Ce procès, tant attendu par les familles des victimes du putsch de 1987 qui a porté au pouvoir Blaise Compaoré, se tient sous haute surveillance des forces de défense et de sécurité.

Dans le dossier de l’instruction, plus d’une soixantaine de témoins ont été entendus. Ils pourront être appelés à la barre. Les accusés devront aussi s’expliquer, ils sont quatorze. Douze seront présents. En revanche, Blaise Compaoré, l’ancien président du Burkina qui se trouve être le principal accusé, et Hyacinthe Kafando, soupçonné d’avoir mené le commando fatal à Sankara, seront jugés par contumace. Le premier, réfugié en Côte d’Ivoire, a refusé de se présenter devant la justice. Ses avocats ont dénoncé « un procès politique » devant « une juridiction d’exception ». Quant au deuxième, il a disparu depuis 2015.

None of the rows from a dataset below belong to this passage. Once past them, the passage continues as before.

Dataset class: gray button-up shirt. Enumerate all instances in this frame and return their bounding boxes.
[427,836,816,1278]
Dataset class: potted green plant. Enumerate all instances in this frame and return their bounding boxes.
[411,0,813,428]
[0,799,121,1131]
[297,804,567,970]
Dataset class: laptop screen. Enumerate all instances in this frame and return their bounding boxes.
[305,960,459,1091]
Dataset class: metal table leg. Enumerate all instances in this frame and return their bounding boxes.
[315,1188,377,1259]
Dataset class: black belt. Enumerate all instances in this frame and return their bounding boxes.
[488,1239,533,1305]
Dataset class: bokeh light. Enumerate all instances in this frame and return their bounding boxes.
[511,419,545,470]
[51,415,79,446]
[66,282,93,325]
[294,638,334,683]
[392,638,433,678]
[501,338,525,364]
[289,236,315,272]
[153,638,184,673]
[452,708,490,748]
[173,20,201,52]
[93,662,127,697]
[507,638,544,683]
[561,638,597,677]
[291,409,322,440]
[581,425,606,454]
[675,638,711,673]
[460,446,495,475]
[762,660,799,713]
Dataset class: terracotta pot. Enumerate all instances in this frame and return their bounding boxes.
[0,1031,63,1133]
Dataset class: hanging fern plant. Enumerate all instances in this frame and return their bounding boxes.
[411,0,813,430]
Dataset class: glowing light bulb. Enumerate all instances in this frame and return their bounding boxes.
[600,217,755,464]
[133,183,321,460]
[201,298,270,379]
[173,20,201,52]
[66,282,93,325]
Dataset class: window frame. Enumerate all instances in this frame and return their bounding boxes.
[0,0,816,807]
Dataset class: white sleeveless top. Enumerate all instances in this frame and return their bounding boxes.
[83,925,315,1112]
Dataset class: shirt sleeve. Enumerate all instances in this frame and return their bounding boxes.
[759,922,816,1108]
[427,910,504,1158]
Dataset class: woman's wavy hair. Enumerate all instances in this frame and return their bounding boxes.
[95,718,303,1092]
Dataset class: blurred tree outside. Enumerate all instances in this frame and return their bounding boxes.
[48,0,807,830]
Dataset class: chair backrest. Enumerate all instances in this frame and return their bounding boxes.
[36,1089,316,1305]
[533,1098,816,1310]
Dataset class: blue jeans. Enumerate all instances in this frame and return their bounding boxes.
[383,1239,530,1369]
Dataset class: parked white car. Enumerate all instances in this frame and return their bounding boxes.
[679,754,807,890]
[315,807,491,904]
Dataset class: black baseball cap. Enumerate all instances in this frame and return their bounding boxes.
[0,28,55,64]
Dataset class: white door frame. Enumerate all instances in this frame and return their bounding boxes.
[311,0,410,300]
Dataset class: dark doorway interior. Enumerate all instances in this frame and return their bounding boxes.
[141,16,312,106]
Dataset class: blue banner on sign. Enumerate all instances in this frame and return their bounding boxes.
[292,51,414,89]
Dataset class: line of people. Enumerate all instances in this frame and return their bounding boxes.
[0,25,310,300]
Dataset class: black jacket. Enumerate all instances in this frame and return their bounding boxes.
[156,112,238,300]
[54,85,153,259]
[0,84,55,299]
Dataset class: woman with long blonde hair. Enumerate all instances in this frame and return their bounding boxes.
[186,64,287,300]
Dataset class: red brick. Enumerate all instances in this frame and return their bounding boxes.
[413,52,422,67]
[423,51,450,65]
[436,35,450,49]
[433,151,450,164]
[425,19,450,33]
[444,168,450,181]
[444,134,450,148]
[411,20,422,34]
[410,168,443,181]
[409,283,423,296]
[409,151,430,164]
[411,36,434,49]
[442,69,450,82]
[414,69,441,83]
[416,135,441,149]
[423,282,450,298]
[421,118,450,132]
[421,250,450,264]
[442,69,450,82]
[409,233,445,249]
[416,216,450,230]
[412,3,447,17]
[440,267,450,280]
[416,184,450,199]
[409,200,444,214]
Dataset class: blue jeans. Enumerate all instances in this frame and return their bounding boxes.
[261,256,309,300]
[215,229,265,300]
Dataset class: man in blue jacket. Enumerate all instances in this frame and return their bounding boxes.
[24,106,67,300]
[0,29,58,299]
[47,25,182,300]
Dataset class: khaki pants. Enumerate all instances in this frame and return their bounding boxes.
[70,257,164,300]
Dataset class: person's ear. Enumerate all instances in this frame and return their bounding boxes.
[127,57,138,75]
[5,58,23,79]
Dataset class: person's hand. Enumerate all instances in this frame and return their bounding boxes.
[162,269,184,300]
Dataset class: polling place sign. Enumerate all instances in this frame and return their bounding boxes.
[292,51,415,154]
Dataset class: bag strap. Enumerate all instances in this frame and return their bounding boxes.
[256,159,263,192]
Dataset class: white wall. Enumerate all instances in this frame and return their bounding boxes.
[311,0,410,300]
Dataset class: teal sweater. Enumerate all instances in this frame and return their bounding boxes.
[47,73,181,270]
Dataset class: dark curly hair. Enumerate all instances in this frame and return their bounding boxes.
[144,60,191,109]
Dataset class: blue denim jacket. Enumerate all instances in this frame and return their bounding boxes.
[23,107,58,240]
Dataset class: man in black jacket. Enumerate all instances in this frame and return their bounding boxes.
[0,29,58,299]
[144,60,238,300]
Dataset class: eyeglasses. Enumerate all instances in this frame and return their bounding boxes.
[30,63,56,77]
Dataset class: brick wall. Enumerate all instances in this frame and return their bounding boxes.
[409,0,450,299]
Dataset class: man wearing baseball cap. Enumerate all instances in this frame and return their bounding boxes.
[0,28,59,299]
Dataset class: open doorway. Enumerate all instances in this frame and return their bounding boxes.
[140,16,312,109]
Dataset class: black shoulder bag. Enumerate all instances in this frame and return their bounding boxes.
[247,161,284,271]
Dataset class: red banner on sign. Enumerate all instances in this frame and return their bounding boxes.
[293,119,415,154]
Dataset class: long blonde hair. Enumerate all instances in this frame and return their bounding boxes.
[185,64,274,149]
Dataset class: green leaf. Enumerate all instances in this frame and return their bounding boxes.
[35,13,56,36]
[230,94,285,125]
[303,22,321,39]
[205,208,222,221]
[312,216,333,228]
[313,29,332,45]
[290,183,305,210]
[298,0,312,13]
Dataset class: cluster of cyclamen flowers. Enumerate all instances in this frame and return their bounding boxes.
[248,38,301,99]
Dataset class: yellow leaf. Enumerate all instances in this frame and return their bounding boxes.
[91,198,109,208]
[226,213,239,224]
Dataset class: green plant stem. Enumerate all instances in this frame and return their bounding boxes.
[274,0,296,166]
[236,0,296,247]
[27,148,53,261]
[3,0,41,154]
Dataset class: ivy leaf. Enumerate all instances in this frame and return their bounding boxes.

Mais pour Stanislas Benewendé Sankara, avocat de la famille de Thomas Sankara, l’absence de Compaoré est un mépris pour la justice de son pays d’origine » et « dénote quelque part aussi sa culpabilité éventuelle ».

Le 15 octobre 1987, l’ex-président et « père de la révolution burkinabè », Thomas Sankara, était tué lors d’un coup d’État, ayant porté Blaise Compaoré au pouvoir au Burkina Faso.